As the fiscal year draws to a close, it's crucial to explore last-minute tax-saving opportunities. In the race against time to maximise tax savings, these investment options provide a strategic and effective approach. Whether opting for the security of fixed deposits, the tax efficiency of NSC, the stability of PPF, or the wealth creation coupled with tax benefits from ELSS, each avenue offers a unique way to secure your financial future while optimising your tax liability. Consider these smart last-minute investment avenues you can opt for to make the most of the remaining fiscal year.
Fixed Deposits (FDs)
Fixed deposits have emerged as a robust tool for tax saving, offering a five-year lock-in period and eligibility for deductions under Section 80C. Beyond the tax benefits, FDs are safeguarded by the Deposit Insurance and Credit Guarantee Corporation (DICGC), ensuring coverage up to Rs 5 lakh per bank and per depositor.
National Savings Certificate (NSC)
An initiative by the Government of India, NSC provides an additional avenue for tax-efficient investments. Accessible at post office branches, NSC offers a fixed-income investment with the current interest rate set at 7.7% per annum for the fourth quarter of the fiscal year 2023-24 (January-March).

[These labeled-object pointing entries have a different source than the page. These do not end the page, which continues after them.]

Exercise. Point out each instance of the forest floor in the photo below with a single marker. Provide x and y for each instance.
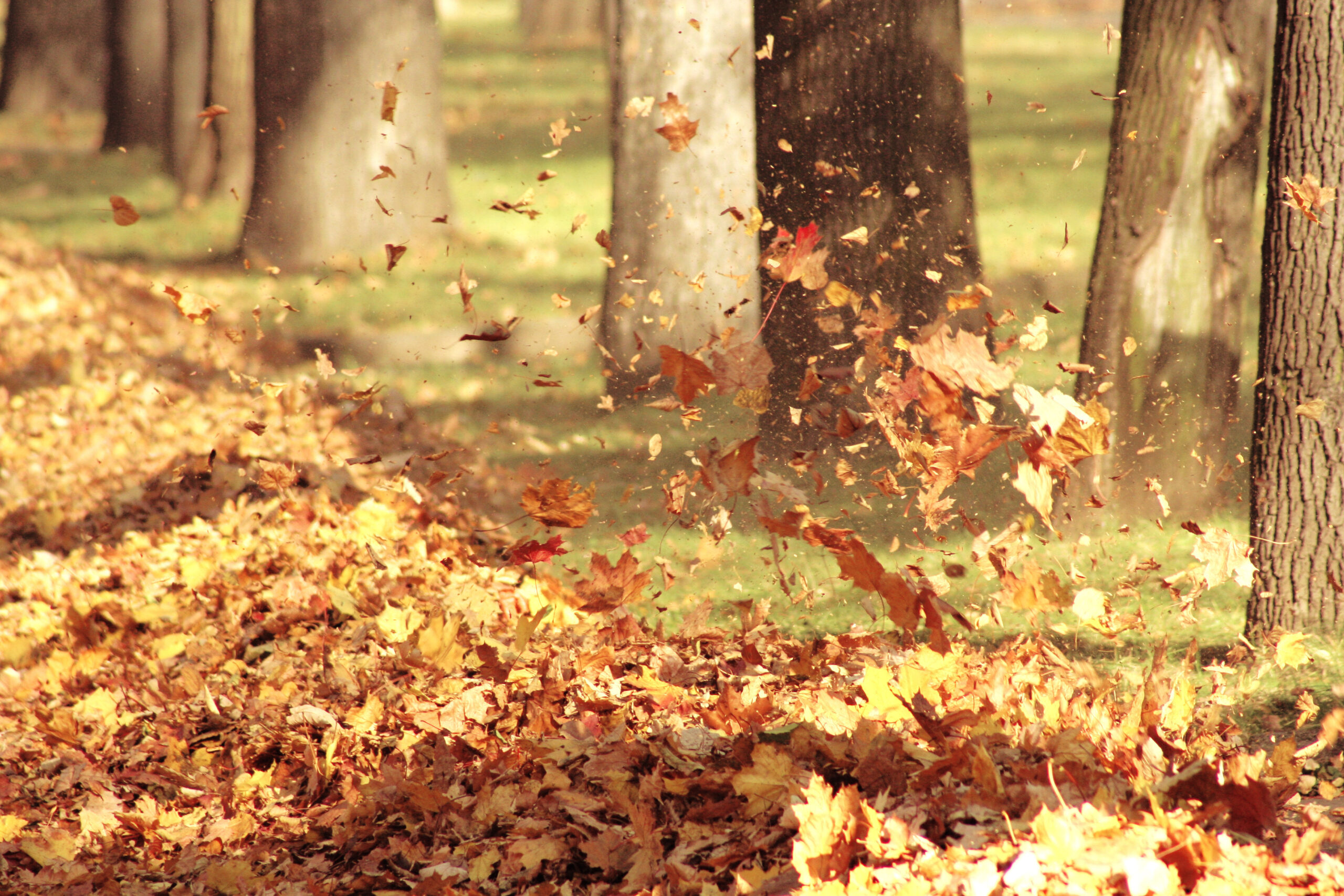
(344, 660)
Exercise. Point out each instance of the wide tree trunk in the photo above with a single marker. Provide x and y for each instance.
(191, 148)
(138, 85)
(1175, 258)
(56, 57)
(232, 76)
(1297, 456)
(322, 136)
(562, 23)
(862, 123)
(676, 254)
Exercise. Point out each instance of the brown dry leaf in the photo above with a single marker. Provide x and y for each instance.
(963, 362)
(828, 829)
(692, 375)
(387, 108)
(1225, 558)
(679, 129)
(210, 113)
(123, 213)
(742, 366)
(729, 472)
(1308, 196)
(560, 503)
(612, 586)
(275, 477)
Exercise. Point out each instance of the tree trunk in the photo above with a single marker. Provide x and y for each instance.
(138, 87)
(56, 57)
(862, 123)
(676, 254)
(322, 140)
(232, 87)
(191, 150)
(1297, 461)
(1174, 258)
(562, 23)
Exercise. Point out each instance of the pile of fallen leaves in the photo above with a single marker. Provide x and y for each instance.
(234, 662)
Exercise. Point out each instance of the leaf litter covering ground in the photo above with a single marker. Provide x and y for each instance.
(264, 671)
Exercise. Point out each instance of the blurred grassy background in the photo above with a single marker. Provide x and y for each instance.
(404, 325)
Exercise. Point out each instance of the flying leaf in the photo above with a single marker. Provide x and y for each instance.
(537, 553)
(123, 213)
(210, 113)
(679, 129)
(558, 503)
(692, 375)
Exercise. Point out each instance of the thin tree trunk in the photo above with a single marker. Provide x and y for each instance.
(56, 57)
(562, 23)
(1297, 461)
(676, 254)
(862, 123)
(191, 154)
(138, 89)
(322, 140)
(232, 87)
(1174, 261)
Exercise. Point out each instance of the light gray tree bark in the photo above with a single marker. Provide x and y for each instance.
(675, 253)
(322, 138)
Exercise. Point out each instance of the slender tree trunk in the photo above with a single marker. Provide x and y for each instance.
(191, 148)
(56, 56)
(562, 23)
(1174, 260)
(862, 123)
(232, 87)
(1297, 461)
(676, 254)
(138, 89)
(322, 140)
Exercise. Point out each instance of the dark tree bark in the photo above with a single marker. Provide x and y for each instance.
(320, 136)
(676, 253)
(1297, 461)
(562, 23)
(862, 123)
(232, 85)
(1175, 260)
(191, 148)
(138, 85)
(56, 56)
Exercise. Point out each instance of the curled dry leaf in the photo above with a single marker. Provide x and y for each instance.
(560, 503)
(679, 129)
(123, 213)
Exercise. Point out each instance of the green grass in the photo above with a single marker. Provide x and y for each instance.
(499, 101)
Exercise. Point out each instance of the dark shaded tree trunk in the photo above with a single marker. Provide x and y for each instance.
(191, 148)
(138, 83)
(862, 123)
(1297, 462)
(676, 253)
(562, 23)
(56, 56)
(320, 136)
(1175, 260)
(232, 85)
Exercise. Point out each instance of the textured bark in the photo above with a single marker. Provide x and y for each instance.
(138, 85)
(1175, 258)
(870, 89)
(56, 56)
(232, 87)
(320, 136)
(668, 230)
(562, 23)
(191, 150)
(1297, 464)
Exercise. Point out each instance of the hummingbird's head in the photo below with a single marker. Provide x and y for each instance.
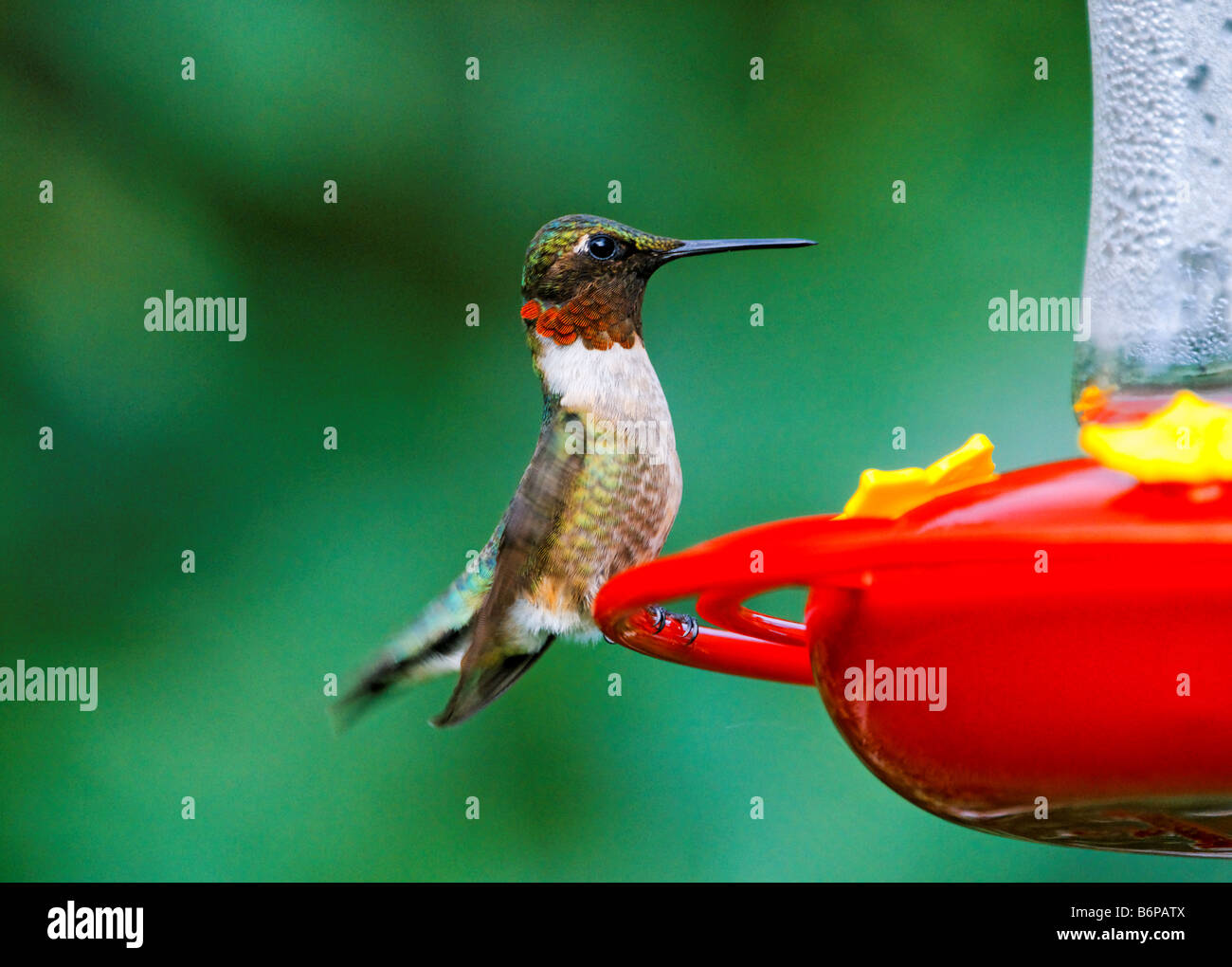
(584, 278)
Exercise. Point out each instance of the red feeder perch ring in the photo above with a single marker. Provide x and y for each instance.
(1042, 655)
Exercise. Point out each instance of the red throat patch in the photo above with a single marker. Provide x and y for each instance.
(584, 317)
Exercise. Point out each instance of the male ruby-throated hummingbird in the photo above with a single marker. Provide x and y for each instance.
(602, 490)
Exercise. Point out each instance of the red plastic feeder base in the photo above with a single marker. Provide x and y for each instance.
(1043, 655)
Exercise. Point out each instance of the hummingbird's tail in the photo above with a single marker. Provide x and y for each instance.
(431, 646)
(407, 661)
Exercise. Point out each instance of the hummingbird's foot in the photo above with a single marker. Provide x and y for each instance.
(682, 625)
(661, 616)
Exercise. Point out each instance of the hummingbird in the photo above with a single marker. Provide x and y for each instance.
(603, 486)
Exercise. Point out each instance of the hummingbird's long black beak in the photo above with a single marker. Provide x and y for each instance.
(709, 246)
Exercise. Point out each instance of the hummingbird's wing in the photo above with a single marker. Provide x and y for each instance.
(494, 659)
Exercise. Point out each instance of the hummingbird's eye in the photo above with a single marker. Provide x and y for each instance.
(603, 247)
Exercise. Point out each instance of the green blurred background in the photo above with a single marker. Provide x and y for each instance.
(210, 684)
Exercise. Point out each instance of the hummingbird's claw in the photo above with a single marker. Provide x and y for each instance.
(689, 628)
(661, 616)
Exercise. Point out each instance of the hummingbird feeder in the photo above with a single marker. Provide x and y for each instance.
(1040, 653)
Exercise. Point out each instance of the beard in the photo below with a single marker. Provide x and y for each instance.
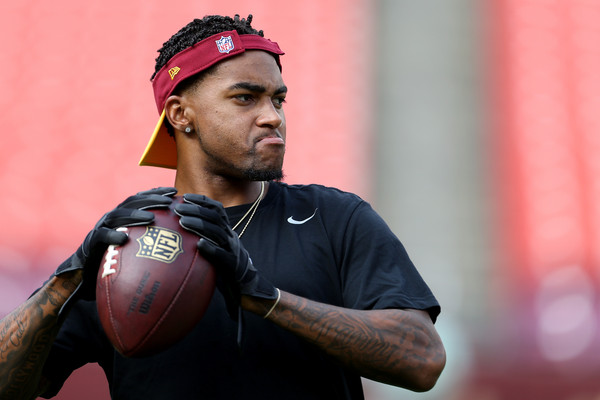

Public Provident Fund (PPF)
PPF remains a stalwart option, providing an attractive interest rate of 7.1% and the coveted Exempt-Exempt-Exempt (EEE) status. This long-term investment not only ensures steady returns but also offers tax benefits, making it a reliable choice for taxpayers.
Equity Linked Savings Scheme (ELSS)
ELSS stands out as a unique mutual fund scheme that combines wealth creation with tax benefits. With a primary focus on equity investments (at least 65% of the corpus), ELSS aims for potentially high returns in the long run. What sets ELSS apart is its remarkable ability to help save taxes, with investments up to Rs. 1.5 lakh per year qualifying for deductions under Section 80C.